You can click on this to enlargify it:


I include my pencil in this picture so Tom can see what tiny writing his constrains have pushed me into. (I do not harbor any illusions that it will all be legible on the postcards; whatever; they'll still be signs, even if you can't read them all.)

I also include, in panel 5, some of my perspective guide lines, for my comics students who sometimes check this blog, so they can see that I, too, struggle with getting it all to look right. (My solution this time? Draw the walls and furniture first.)

I've given Arntham's business a name ("Inner Eye Impossible Cartography"), and I've listed a few of the things the shop specializes in charting: forgotten realms, lost worlds, invisible cities,and undiscovered countries. Those sound like fun, as long as you're able to return from their bourns...

Coming soon (probably tomorrow): Ben Towle's constraints for pages 5 and 6.

EDIT (1:30 PM): I just noticed (and fixed—phew!) a couple of panels in which I'd drawn the crenellations on Stepan's chest going the wrong way, up from that black band instead of down. I'm not sure how that happened, but rest assured that the error won't be perpetuated in the inked version of the page.

3 comments:

mark mcguinness said...

Where do you guys plan on listing the constraints for the reader?

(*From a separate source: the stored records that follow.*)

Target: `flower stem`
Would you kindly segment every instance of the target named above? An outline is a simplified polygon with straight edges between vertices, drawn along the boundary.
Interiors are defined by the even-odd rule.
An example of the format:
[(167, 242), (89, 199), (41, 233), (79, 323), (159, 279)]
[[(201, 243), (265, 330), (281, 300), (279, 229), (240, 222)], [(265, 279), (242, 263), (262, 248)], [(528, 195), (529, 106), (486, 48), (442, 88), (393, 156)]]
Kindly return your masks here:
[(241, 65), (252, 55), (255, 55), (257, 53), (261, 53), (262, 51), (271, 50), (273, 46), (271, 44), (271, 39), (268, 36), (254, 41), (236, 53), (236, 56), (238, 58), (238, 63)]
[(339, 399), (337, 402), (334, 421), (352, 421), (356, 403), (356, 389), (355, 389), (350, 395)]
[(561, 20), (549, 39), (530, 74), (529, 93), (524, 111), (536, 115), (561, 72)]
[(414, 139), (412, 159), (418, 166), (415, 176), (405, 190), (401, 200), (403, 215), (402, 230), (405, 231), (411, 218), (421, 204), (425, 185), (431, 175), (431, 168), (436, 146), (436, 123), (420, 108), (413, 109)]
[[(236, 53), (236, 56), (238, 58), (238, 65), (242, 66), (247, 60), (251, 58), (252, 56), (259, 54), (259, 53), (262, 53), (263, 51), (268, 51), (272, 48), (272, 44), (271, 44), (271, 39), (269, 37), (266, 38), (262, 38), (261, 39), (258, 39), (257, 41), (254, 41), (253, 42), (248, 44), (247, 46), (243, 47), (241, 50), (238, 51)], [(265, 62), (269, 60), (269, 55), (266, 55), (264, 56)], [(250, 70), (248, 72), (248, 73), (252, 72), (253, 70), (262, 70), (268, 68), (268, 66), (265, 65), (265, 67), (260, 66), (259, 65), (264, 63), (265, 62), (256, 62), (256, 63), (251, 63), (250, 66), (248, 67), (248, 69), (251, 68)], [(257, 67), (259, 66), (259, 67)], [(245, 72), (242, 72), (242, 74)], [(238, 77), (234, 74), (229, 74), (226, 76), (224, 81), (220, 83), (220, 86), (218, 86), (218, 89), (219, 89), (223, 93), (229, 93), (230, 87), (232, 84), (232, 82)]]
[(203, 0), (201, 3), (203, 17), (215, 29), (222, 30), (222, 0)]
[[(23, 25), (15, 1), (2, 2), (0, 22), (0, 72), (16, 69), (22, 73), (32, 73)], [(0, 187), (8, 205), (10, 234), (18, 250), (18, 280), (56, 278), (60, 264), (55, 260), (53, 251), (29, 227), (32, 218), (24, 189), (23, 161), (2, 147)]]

I'm just thinking that without knowledge of them the transition from page 3 to 4 would be a bit abrupt. Mike with no clearly defined panels and you with eleven.

Hutch said...

Without reading the above comment, I was going to say something similar. It is probably going to be a bit jarring - the transition from one page to another. But aside from that , you done good. I like that the constraint caused you to add so much to the character and the story, specifically the extremely commercial aspect of Artham's domain.

Cheers,

Tom

Can't wait to see Towle's!

Isaac said...

When we print them as postcards, the constraints will be listed on the back. In the anthology submission, I think we're going to run the constraints underneath the art, page by page, like footnotes.

You're right that the transition out of Mike's p. 3 seems a little awkward, but I think when I look at them as pages (and not as images on the internet), next to each other, it works. There's still something like a four-tier grid underlying Mike's free-flowing page (the bottom row of panels is almost exactly 1/4 of the page tall), so I think that it'll work.

If anything, the difference is one of density: there's a lot more open space (or pure text space) on p. 3.

I thought about getting rid of a few panel borders on p. 4, to open things up a little bit, but with all of the speech balloons and background details, I think the panels are going to look brodered even when they're not. (That'll be especially true when I get around to coloring these pages.)